Além dos esforços próprios, tem estimulado fornecedores e parceiros a se engajarem na ação coletiva para evitar que a crise se prolongue por muito tempo, pincipalmente dando suporte à amplicação da capacidade de atendimento médico-hospitalar nas diversas comunidades em que atuam.

“Organizamos o trabalho em três pilares. Primeiro: ajudar na realização e preparação de áreas hospitalares para o combate da COVID-19, que é uma coisa nova para todos e precisa de atenção específica. O segundo, utilizar nosso know-how, a espertise de nossos 1,5 mil engenheiros em Betim para produzir materiais tão necessarios nessa hora, como equipamentos de proteção individual (EPI) para profissionais da saúde, como os protetores faciais plásticos, que vamos doar para estados e municípios. Ao mesmo tempo, estamos em contato com fabricantes dos ventiladores pulmonares para ajudá-los, através de logística e planejamento industrial, a aumentar a produção. E também reparar os que estão com problemas, que somam 5% do total.
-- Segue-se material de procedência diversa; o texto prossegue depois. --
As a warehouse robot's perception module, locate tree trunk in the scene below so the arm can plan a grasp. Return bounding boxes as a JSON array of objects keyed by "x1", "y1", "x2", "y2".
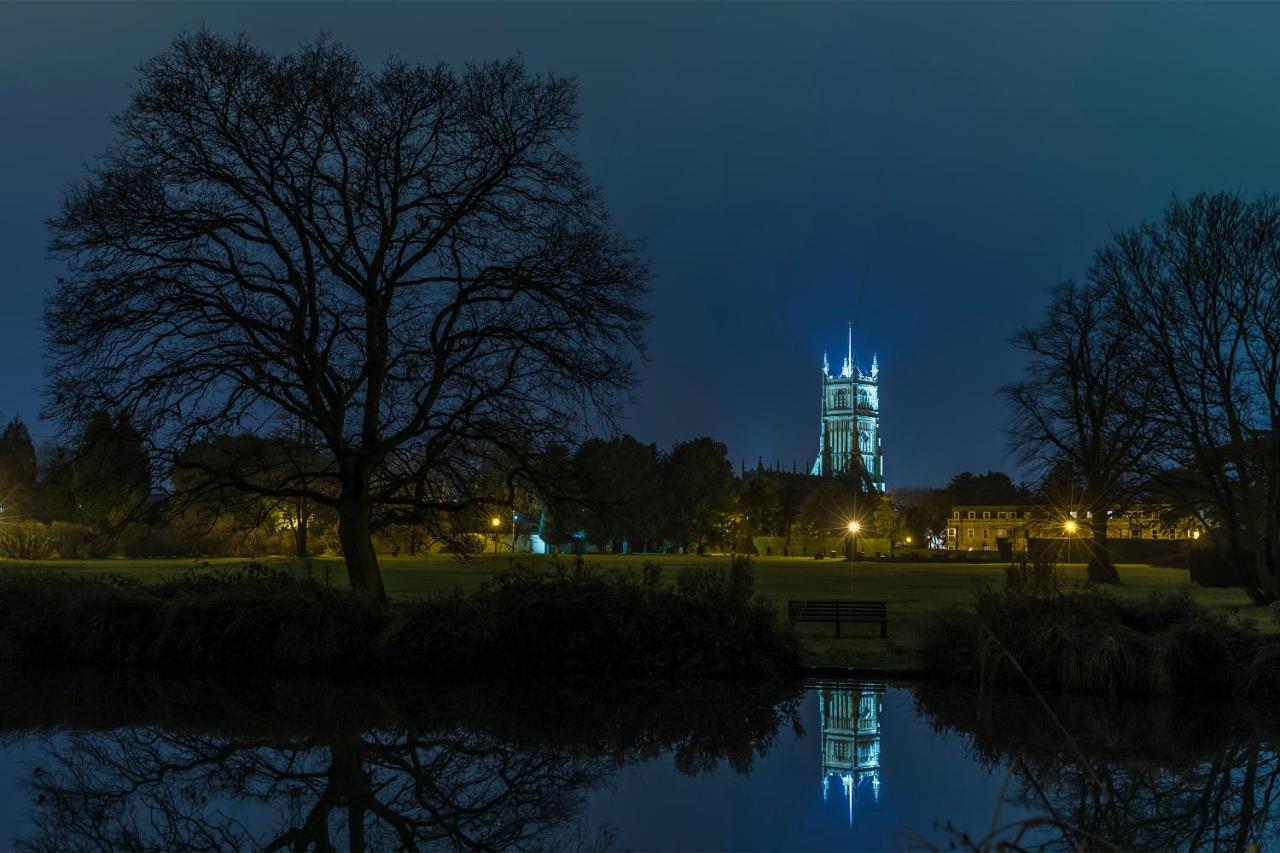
[
  {"x1": 1088, "y1": 511, "x2": 1120, "y2": 584},
  {"x1": 338, "y1": 476, "x2": 387, "y2": 602},
  {"x1": 293, "y1": 498, "x2": 311, "y2": 560}
]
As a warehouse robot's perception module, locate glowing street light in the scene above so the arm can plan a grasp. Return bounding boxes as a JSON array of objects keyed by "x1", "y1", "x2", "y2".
[{"x1": 845, "y1": 521, "x2": 861, "y2": 562}]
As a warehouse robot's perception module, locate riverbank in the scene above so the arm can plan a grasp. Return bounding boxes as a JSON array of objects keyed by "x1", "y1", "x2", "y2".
[
  {"x1": 0, "y1": 560, "x2": 800, "y2": 679},
  {"x1": 0, "y1": 555, "x2": 1274, "y2": 675}
]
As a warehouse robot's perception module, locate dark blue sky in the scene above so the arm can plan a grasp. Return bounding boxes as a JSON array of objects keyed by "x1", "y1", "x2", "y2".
[{"x1": 0, "y1": 3, "x2": 1280, "y2": 485}]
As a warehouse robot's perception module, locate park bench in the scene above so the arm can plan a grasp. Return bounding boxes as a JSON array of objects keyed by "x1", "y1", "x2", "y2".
[{"x1": 787, "y1": 599, "x2": 888, "y2": 637}]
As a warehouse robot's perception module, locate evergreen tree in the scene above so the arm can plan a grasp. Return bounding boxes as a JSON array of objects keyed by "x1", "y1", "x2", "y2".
[{"x1": 0, "y1": 415, "x2": 40, "y2": 517}]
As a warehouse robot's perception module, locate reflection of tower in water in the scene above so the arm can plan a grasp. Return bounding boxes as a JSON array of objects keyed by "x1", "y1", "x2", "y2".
[{"x1": 818, "y1": 681, "x2": 884, "y2": 826}]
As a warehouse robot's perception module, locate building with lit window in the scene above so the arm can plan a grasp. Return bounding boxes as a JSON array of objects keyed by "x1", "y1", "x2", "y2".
[{"x1": 947, "y1": 505, "x2": 1203, "y2": 552}]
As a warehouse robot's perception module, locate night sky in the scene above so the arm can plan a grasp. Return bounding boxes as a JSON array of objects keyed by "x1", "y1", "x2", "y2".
[{"x1": 0, "y1": 3, "x2": 1280, "y2": 487}]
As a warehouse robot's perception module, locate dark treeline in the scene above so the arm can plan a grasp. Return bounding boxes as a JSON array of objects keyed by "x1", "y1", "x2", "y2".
[
  {"x1": 1005, "y1": 192, "x2": 1280, "y2": 603},
  {"x1": 0, "y1": 404, "x2": 1028, "y2": 560}
]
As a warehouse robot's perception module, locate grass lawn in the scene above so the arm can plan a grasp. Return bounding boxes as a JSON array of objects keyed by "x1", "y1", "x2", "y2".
[{"x1": 0, "y1": 555, "x2": 1259, "y2": 670}]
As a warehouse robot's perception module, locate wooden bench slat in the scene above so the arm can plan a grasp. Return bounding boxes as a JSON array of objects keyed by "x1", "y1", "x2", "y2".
[{"x1": 787, "y1": 599, "x2": 888, "y2": 637}]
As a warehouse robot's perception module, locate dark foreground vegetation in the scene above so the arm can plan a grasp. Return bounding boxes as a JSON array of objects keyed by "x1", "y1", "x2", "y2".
[
  {"x1": 916, "y1": 565, "x2": 1280, "y2": 698},
  {"x1": 0, "y1": 558, "x2": 799, "y2": 678},
  {"x1": 915, "y1": 683, "x2": 1280, "y2": 850}
]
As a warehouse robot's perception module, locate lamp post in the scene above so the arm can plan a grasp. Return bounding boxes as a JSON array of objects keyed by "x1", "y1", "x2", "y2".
[{"x1": 1062, "y1": 519, "x2": 1080, "y2": 562}]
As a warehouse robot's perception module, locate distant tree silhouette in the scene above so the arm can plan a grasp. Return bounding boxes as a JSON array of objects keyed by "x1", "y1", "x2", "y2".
[
  {"x1": 1089, "y1": 193, "x2": 1280, "y2": 602},
  {"x1": 46, "y1": 32, "x2": 646, "y2": 598},
  {"x1": 1001, "y1": 282, "x2": 1161, "y2": 583},
  {"x1": 662, "y1": 437, "x2": 737, "y2": 548}
]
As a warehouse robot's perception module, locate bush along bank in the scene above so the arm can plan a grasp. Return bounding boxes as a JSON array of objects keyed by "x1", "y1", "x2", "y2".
[
  {"x1": 0, "y1": 558, "x2": 799, "y2": 678},
  {"x1": 914, "y1": 565, "x2": 1280, "y2": 698}
]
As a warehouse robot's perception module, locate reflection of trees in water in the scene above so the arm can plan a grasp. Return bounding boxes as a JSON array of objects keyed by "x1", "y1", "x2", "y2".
[
  {"x1": 916, "y1": 686, "x2": 1280, "y2": 849},
  {"x1": 0, "y1": 679, "x2": 797, "y2": 850}
]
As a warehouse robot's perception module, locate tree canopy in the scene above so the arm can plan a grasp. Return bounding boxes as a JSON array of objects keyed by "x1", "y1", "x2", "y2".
[{"x1": 46, "y1": 32, "x2": 648, "y2": 597}]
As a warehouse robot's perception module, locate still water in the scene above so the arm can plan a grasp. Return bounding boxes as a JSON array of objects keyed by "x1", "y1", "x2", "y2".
[{"x1": 0, "y1": 672, "x2": 1280, "y2": 850}]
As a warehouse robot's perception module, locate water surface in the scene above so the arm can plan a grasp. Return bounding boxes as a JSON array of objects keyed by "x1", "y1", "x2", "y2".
[{"x1": 0, "y1": 671, "x2": 1280, "y2": 850}]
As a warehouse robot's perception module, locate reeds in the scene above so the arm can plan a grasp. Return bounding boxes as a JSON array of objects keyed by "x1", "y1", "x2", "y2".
[
  {"x1": 0, "y1": 550, "x2": 799, "y2": 678},
  {"x1": 915, "y1": 576, "x2": 1264, "y2": 695}
]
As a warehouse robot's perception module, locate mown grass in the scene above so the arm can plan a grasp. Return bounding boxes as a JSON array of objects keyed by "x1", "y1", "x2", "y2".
[{"x1": 0, "y1": 555, "x2": 1259, "y2": 671}]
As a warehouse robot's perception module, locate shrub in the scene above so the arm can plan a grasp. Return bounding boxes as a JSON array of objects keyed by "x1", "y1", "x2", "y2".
[
  {"x1": 0, "y1": 558, "x2": 799, "y2": 678},
  {"x1": 0, "y1": 519, "x2": 54, "y2": 560},
  {"x1": 915, "y1": 578, "x2": 1271, "y2": 695}
]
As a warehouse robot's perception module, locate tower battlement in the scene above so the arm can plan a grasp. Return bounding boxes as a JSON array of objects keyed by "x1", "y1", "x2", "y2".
[{"x1": 813, "y1": 323, "x2": 884, "y2": 492}]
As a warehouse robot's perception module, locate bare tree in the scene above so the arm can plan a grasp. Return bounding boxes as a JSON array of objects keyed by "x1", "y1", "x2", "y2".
[
  {"x1": 46, "y1": 32, "x2": 648, "y2": 597},
  {"x1": 1002, "y1": 282, "x2": 1160, "y2": 583},
  {"x1": 1091, "y1": 193, "x2": 1280, "y2": 602}
]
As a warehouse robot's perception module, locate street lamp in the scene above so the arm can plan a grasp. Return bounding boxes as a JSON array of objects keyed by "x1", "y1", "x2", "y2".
[{"x1": 849, "y1": 521, "x2": 861, "y2": 562}]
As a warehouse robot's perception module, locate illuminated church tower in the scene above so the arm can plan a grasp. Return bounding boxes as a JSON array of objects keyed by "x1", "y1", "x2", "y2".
[{"x1": 813, "y1": 323, "x2": 884, "y2": 492}]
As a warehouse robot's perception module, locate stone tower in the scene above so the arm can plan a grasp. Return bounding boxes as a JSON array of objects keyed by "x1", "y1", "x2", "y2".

Só em Minas Gerais são mais de 300. Designamos 18 engenheiros da Fiat para a manutenção de respiradores, o que o Senai tem coordenado muito bem. Então, nossa fábrica de Betim será usada para repará-los. Já o terceiro pilar é buscar o que podemos doar. Além de EPI, vamos fazer comodato de veículos para estados e prefeituras para facilitar a logística das equipes que vão salvar vidas. É o que queremos fazer a partir de hoje”, explicou Antonio Filosa, presidente da FCA para a América Latina.

No caso do hospital de campanha de Betim, ele está sendo erguido dentro do Clube da Fiat, unidade recreativa e esportiva da FCA localizada na cidade da Grande BH. Foram cedidos 1.500m2 à prefeitura e ao governo do estado para abrigar unidade para recepção, triagem e internação de pacientes da COVID-19. Com 200 leitos, o espaço responderá por mais de um terço das vagas criadas no município para atender os quadros resultantes da pandemia.

Filosa não estipula quanto a empresa investirá na iniciativa, até porque muitos custos ainda estão sendo levantados e há outras demandas que também poderão ser viabilizadas. “Nosso orçamento não está fechado, mas o certo é que temos viabilizado propostas que não fogem muito das nossas competências. Não sabemos, por exemplo, costurar, e pegar algo nesse sentido poderia se tornar mais um problema que uma solução” , explica.

Demissões em último caso

O industrial se mostra otimista quando analisa a crise. Porém, admite que não será possível sair dela sem sofrimento.

A expectativa é que seja possível terminar sem demissões significativas no setor.  “Desde dezembro essa pouco prazerosa novidade tem impactado todos os sitemas de cada país. É uma crise multissistêmica, pois começa na saúde, mas passa para a economia, educação, logística, transporte público. Então, é bem mais grave que só uma crise econômica. Mas sabemos que ela vai passar. Os chineses foram bastante eficazes em não deixar durar mais que dois meses. Hoje já voltaram com 93% da produção funcionando. Na Europa, claramente na Itália, onde conheço muito bem, as iniciativas começam a dar resultados, os contágios estão caindo nos últimos três dias. Então, esperamos um recuo depois de atingir o pico de saúde. Estados Unidos e Brasil entraram por último e agora estão em fase de aceleração de contágios e, infelizmente, mortes”, argumenta.

Só a FCA está deixando de produzir cerca de 3 mil carros por dia na América Latina, ou seja, serão 60 mil veículos a menos somente em abril, se o cronograma de reabertura no dia 21 for mantido. Isso, logicamente, impacta na tomada de decisões, além de mudar programação, como a de lançamento da nova Fiat Strada, que estava marcado para os próximos dias e que foi adiado.